Section 188(1A) then goes on to provide that the required consultation must being “in good time and in any event,  (a) where the employer is proposing to dismiss 100 or more employees… at least 45 days, and (b) otherwise at least 30 days, before the first of the dismissals takes effect.”

“Dismiss as redundant”
A crucial point to understand from the outset is that “redundant” in this context has a much wider definition, and potential application, than the “standard” definition under the Employment Rights Act 1996. “Dismiss as redundant” means a dismissal for any reason (or reasons) not related to the individual concerned”.

So where for example if an employer is proposing to implement a pay-cut across his workforce of say 150 people, and has decided that if the employees will not agree to this, he will terminate their existing employment contracts (so effect dismissals) and offer new contracts (on the reduced salary levels), such proposals to dismiss would fall within the requirements of Section 188 TULCRA.

“Proposal to Dismiss”
As TULCRA does not define what “proposing to dismiss” means, how does an employer decide that its thought and planning processes have reached the stage that triggers its statutory duty to collectively consult?

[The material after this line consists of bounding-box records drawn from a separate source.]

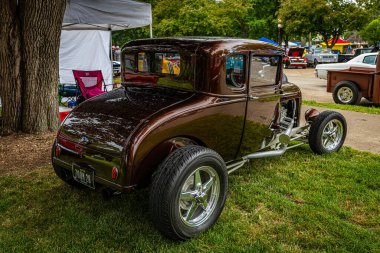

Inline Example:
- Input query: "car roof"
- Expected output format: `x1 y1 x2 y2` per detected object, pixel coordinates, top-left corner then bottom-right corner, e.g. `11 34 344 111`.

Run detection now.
123 37 283 53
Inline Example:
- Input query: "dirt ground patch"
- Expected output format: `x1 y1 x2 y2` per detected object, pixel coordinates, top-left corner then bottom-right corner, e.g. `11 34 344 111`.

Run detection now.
0 133 56 176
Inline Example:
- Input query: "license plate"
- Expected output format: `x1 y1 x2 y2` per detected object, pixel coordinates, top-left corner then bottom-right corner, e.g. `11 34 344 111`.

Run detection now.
72 164 95 189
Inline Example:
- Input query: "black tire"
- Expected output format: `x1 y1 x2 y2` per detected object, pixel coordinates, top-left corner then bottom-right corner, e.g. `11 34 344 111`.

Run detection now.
333 81 362 105
309 111 347 155
149 145 228 240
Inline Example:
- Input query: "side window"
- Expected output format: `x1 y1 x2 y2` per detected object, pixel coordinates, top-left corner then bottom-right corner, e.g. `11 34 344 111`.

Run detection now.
226 54 246 88
363 55 376 65
137 52 149 72
249 56 280 87
124 54 135 72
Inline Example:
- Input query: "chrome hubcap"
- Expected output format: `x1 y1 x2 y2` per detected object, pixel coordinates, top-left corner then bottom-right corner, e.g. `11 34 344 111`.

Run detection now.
338 87 354 103
322 119 343 151
178 166 220 227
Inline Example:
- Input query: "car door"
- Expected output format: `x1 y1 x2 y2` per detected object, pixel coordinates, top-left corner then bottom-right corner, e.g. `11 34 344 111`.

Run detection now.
240 54 282 155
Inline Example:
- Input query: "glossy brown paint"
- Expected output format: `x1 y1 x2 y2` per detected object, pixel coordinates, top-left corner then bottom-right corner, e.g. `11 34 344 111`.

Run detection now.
327 54 380 104
53 38 301 191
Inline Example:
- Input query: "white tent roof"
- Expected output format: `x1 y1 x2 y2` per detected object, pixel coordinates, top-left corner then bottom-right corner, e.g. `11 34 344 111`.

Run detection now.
62 0 152 31
59 0 152 84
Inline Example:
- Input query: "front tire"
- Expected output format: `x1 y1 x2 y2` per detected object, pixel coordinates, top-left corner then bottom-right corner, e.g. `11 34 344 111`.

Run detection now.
333 81 362 105
309 111 347 155
149 145 228 240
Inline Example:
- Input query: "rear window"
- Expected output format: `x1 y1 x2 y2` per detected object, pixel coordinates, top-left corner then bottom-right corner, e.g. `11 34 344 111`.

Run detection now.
123 52 194 89
249 56 280 87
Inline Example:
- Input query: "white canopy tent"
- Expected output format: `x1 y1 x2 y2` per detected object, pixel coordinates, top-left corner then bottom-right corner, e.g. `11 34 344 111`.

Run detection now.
59 0 152 84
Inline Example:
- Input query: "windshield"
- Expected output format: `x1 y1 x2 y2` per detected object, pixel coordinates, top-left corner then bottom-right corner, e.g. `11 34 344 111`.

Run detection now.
122 51 194 89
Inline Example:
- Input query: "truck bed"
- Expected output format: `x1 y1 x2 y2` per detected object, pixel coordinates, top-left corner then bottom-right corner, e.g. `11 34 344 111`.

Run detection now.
327 68 379 102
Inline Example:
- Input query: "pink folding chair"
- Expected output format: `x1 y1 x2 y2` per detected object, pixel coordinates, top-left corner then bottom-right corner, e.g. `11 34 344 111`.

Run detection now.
73 70 112 100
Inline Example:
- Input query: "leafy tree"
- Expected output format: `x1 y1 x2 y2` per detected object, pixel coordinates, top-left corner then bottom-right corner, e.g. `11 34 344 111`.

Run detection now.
246 0 280 40
0 0 65 134
113 0 280 44
153 0 250 37
360 18 380 45
279 0 368 47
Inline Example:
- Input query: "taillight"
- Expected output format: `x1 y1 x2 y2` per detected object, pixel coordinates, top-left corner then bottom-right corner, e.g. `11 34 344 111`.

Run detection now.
55 145 61 157
111 167 119 181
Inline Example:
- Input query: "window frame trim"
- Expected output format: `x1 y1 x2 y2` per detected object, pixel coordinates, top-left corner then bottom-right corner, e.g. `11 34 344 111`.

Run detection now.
248 52 283 89
224 52 250 94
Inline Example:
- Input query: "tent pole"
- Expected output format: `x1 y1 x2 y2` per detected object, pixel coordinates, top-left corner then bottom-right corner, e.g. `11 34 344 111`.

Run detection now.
106 30 113 88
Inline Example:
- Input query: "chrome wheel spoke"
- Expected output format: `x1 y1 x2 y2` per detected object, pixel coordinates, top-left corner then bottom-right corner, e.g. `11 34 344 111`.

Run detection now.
178 166 220 227
323 136 329 147
194 170 202 189
185 202 198 221
201 198 207 210
180 191 196 201
322 119 343 150
202 177 214 192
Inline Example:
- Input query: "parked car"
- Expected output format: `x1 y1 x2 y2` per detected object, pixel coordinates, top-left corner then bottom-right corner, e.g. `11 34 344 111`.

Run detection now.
305 47 338 67
284 47 307 68
315 53 377 79
112 61 121 76
338 48 374 62
327 53 380 105
52 38 346 240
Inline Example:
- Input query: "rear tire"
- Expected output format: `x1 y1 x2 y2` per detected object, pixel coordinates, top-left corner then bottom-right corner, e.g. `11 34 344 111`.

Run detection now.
149 145 228 240
309 111 347 155
333 81 362 105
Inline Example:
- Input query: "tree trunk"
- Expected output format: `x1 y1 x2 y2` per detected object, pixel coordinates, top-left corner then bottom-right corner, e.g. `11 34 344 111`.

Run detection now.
0 1 22 134
0 0 65 134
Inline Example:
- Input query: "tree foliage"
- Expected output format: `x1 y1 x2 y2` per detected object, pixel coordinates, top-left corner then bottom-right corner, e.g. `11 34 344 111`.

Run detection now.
279 0 368 47
360 18 380 45
113 0 280 44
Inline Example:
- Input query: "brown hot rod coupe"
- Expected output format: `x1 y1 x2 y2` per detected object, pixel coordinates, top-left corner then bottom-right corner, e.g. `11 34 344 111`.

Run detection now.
52 38 346 240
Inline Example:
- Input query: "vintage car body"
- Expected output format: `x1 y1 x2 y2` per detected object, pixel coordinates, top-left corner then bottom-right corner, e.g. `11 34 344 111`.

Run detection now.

At one end of the spectrum, an employer may not be thinking of implementing redundancy dismissals at all, but is perhaps thinking of other measures that need to be taken to bring about efficiencies in the workplace. At the other end of the spectrum, an employer may be certain that multiple redundancies are unavoidable.

The task of pinpointing where in that spectrum, the thought and planning processes are sufficiently developed to amount to a “proposal” to dismiss, triggering the need to start the collective redundancy consultation process, is a difficult one – as the point will be different depending on the facts of a particular case. Certainly a “proposal” is something less than a decision already made to make dismissals; it is also clearly something more than only a remote possibility that dismissals may come about.

It might be possible to argue that there is no requirement to consult before a “strategic or commercial decision” has been taken, which has forced an employer to contemplate or plan for the possibility of multiple redundancies but the facts of the particular situation may well alter the position, resulting in the need to effect earlier, or the possibility to delay consultation until later.

For example, where an employer is proposing to close a particular site which will inevitably result in collective redundancies, the employer arguably may not be under an obligation to effect statutory collective redundancy consultation (about the reasons for the closure) until there is a clear (even if provisional) intention to close rather than at any earlier point where the closure is only canvassed as a possibility.

Whilst there is European and Domestic case law which may assist in pinpointing when the obligation to collectively consult is triggered, specific legal advice should be taken regarding how the principles derived from case law may, nor may not, be relevant to your particular organisation.